Although it was a federal project, and Corcoran Jennison was the only bidder, the Boston Housing Authority was in no hurry to have public housing units demolished, even with the promise of new and improved housing stock. “Nobody wanted to touch it,” Corcoran recalled.
When Corcoran revisited the issue with the US Department of Housing and Urban Development, he got the go-ahead and Corcoran Jennison worked with Geiger Gibson and architects on the design. Ground was broken in March 1989, with a brick from the original health center placed in the foundation of the new building, which opened in 1990.
“Columbia Point has been in the forefront of not only providing quality, affordable health care, but is also instrumental in assisting the community to adapt to the challenging demands of ethnic, racial and economic diversity,” noted Ray Flynn, at the time the mayor of Boston. “Columbia Point has been a vital strand in the fabric of Boston social life.”
The new health center was part of a sweeping overhaul of public housing on Columbia Point, which was rebranded as Harbor Point in 1990.
Most of the buildings in the original project were demolished; the others were completely renovated. Columbia Point went from being a highly undesirable neighborhood to a sought-after destination.
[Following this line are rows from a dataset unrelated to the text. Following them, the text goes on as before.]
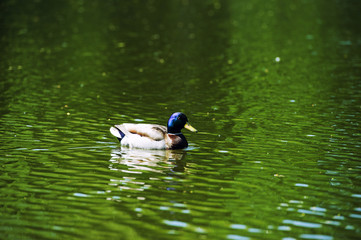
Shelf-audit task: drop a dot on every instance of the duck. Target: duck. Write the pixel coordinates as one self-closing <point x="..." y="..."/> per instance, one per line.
<point x="154" y="136"/>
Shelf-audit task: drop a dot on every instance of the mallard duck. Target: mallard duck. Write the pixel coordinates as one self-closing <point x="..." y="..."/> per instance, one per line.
<point x="153" y="136"/>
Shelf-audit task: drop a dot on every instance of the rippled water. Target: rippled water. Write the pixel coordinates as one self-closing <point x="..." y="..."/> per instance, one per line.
<point x="274" y="89"/>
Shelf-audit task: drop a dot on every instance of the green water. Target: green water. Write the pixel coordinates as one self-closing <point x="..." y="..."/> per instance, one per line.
<point x="274" y="88"/>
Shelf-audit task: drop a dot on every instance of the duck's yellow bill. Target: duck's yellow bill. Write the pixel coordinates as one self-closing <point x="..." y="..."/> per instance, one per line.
<point x="190" y="128"/>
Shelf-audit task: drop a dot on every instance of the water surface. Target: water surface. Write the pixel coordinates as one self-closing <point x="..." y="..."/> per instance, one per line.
<point x="273" y="87"/>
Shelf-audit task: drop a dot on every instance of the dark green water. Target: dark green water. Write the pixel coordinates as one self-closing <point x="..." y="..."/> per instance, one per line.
<point x="274" y="88"/>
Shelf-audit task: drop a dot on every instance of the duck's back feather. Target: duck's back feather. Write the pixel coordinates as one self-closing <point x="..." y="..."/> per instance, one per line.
<point x="152" y="131"/>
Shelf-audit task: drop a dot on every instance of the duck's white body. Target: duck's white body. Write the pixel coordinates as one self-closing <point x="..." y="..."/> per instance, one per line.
<point x="153" y="136"/>
<point x="146" y="136"/>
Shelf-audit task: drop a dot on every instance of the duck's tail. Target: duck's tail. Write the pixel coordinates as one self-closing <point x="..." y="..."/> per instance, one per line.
<point x="117" y="133"/>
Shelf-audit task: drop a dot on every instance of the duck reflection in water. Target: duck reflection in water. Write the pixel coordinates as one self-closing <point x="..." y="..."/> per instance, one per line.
<point x="140" y="160"/>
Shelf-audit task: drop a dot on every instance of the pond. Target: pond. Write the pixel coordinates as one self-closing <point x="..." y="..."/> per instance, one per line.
<point x="273" y="88"/>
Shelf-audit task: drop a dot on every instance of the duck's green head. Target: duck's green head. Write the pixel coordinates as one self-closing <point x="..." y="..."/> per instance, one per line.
<point x="178" y="121"/>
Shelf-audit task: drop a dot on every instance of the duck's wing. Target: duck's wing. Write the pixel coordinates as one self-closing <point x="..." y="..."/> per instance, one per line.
<point x="152" y="131"/>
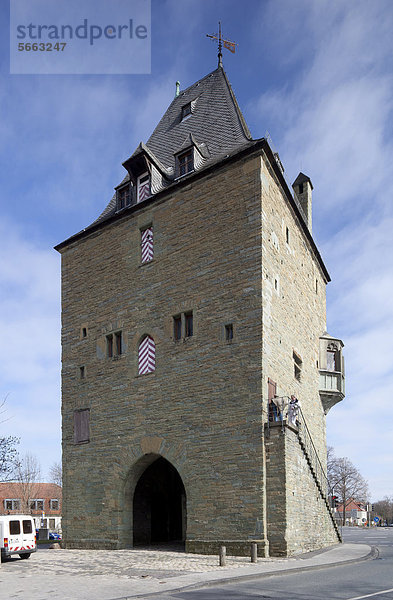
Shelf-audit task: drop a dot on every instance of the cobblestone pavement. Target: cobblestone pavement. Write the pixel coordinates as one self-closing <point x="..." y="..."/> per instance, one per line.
<point x="125" y="574"/>
<point x="124" y="564"/>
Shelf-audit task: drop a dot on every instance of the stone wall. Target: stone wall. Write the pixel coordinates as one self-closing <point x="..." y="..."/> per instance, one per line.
<point x="201" y="406"/>
<point x="294" y="306"/>
<point x="298" y="519"/>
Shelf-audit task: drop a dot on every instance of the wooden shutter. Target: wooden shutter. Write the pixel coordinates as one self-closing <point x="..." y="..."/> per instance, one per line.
<point x="81" y="426"/>
<point x="147" y="249"/>
<point x="146" y="356"/>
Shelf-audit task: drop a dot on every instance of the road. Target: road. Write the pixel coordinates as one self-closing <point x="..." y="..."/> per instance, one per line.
<point x="371" y="579"/>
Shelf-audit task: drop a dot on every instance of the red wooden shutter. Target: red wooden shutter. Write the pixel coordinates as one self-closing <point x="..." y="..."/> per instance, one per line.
<point x="147" y="248"/>
<point x="147" y="356"/>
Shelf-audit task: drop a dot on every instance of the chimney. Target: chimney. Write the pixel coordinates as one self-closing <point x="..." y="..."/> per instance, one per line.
<point x="303" y="187"/>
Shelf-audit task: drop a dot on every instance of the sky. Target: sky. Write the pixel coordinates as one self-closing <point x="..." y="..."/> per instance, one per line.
<point x="317" y="76"/>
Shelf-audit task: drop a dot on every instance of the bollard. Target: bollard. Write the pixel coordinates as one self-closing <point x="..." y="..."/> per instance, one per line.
<point x="223" y="555"/>
<point x="254" y="552"/>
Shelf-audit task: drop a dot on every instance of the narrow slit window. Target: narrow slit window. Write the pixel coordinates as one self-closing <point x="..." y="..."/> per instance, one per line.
<point x="188" y="324"/>
<point x="186" y="110"/>
<point x="109" y="346"/>
<point x="143" y="187"/>
<point x="147" y="248"/>
<point x="123" y="197"/>
<point x="297" y="363"/>
<point x="118" y="343"/>
<point x="177" y="327"/>
<point x="82" y="426"/>
<point x="146" y="356"/>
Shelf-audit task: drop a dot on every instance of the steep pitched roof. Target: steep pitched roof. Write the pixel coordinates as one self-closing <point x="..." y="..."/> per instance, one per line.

Today, there are 1,283 units – 400 public housing and 883 market rate.
“This is the safest place in the city to live,” said Murielle Rue, a nearly 60-year resident.
A new health dynamic
With the change in housing stock on Columbia Point came a significant change in demographics. Fewer low-income residents on Columbia Point meant fewer people inclined to take advantage of the services offered by the health center. The key to Harbor Health Services’ long-term survival has been a willingness to adapt to the needs of the community.
Over the last three decades, Harbor Health has grown to be one of the state’s largest and most diversified community health agencies. The agency developed the Elder Service Plan, a program for frail elders at risk of nursing home admission, in 1996. In 2000, it the Ellen Jones Community Dental Center in Harwich. A full-service community health center was opened in Hyannis in 2003. And, in 2014, as part of the national expansion of the community health center program and the passage of the Affordable Care Act, a fifth center was opened in Plymouth. HHS also operates three Women and Infant Children (WIC) programs in Dorchester. The Neponset Health Center collaborates with Steward Carney Hospital on treatment and prevention of infectious diseases such as HIV and Hepatitis C.
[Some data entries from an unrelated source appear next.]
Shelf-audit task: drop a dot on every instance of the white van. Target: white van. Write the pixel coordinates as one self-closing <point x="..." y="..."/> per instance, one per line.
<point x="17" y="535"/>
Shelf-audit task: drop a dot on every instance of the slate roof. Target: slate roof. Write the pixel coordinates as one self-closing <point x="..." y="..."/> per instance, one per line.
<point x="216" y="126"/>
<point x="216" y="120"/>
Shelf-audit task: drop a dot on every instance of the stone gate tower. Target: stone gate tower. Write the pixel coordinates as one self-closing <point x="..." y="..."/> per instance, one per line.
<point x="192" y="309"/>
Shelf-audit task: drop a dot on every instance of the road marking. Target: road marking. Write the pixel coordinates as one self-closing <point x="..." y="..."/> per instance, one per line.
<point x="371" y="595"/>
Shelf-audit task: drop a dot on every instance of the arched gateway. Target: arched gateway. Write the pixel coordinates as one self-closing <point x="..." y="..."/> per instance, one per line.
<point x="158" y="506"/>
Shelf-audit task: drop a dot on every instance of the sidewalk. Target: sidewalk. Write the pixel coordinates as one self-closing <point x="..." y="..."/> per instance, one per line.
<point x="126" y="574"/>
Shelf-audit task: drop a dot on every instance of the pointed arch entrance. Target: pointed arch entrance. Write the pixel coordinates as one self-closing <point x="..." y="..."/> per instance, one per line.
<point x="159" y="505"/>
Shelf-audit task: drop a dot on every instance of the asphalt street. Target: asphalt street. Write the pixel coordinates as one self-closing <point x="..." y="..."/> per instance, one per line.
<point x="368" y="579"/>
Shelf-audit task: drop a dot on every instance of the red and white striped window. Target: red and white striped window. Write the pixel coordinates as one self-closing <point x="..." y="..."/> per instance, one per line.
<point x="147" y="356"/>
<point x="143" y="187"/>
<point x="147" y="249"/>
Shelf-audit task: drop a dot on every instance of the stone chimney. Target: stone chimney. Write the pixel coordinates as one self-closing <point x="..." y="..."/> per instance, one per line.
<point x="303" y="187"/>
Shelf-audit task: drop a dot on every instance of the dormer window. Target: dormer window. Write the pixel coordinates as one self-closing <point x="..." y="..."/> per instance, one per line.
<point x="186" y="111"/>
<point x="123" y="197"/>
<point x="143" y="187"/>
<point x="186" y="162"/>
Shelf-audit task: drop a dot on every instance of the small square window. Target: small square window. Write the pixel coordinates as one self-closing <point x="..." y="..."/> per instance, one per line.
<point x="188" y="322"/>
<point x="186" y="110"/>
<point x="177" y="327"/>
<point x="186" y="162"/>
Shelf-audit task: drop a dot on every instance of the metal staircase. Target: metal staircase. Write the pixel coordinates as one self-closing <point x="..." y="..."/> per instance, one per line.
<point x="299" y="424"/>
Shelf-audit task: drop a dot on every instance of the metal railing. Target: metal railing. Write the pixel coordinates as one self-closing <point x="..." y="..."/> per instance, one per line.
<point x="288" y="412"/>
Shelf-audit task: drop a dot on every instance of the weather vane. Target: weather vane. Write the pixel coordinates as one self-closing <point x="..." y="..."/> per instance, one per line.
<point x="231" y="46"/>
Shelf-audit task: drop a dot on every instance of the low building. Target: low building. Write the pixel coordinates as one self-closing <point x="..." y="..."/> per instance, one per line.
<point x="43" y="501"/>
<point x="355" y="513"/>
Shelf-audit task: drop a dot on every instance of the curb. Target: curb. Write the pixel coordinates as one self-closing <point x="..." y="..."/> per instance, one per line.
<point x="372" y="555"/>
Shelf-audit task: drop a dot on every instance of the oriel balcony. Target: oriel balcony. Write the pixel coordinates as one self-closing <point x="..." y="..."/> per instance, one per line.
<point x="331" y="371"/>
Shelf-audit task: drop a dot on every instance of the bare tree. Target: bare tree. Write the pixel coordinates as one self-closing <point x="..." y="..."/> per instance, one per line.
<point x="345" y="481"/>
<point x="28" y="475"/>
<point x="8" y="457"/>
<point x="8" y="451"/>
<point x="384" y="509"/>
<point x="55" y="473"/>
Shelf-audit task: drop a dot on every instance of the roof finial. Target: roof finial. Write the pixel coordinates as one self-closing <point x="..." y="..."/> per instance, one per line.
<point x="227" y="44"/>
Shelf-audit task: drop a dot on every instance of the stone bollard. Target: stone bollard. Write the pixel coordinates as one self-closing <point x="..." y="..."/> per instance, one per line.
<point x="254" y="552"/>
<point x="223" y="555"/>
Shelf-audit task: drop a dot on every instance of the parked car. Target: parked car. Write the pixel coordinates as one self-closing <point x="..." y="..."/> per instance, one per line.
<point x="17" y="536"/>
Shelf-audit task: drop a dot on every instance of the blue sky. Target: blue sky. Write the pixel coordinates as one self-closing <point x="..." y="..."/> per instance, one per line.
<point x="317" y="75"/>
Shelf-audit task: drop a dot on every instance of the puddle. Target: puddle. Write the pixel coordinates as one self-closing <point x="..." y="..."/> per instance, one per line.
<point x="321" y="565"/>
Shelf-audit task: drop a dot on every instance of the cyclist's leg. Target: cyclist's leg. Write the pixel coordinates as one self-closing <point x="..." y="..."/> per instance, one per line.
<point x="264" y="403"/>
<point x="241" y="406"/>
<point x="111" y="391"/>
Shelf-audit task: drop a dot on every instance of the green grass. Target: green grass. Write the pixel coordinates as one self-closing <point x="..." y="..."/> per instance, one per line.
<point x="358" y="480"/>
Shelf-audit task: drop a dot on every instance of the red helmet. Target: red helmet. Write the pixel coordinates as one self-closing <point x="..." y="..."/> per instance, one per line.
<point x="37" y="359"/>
Turning 50 is worthy of celebration for any organization, but it is especially gratifying for the Geiger Gibson Community Health Center to reach the milestone, considering the obstacles it has overcome to get there and the role it has played in the history of health care in the life of a Boston neighborhood and across the country.
“Geiger Gibson is part of this community,” said Murielle Rue. “It always will be.” And as it should be, for this is where it all began.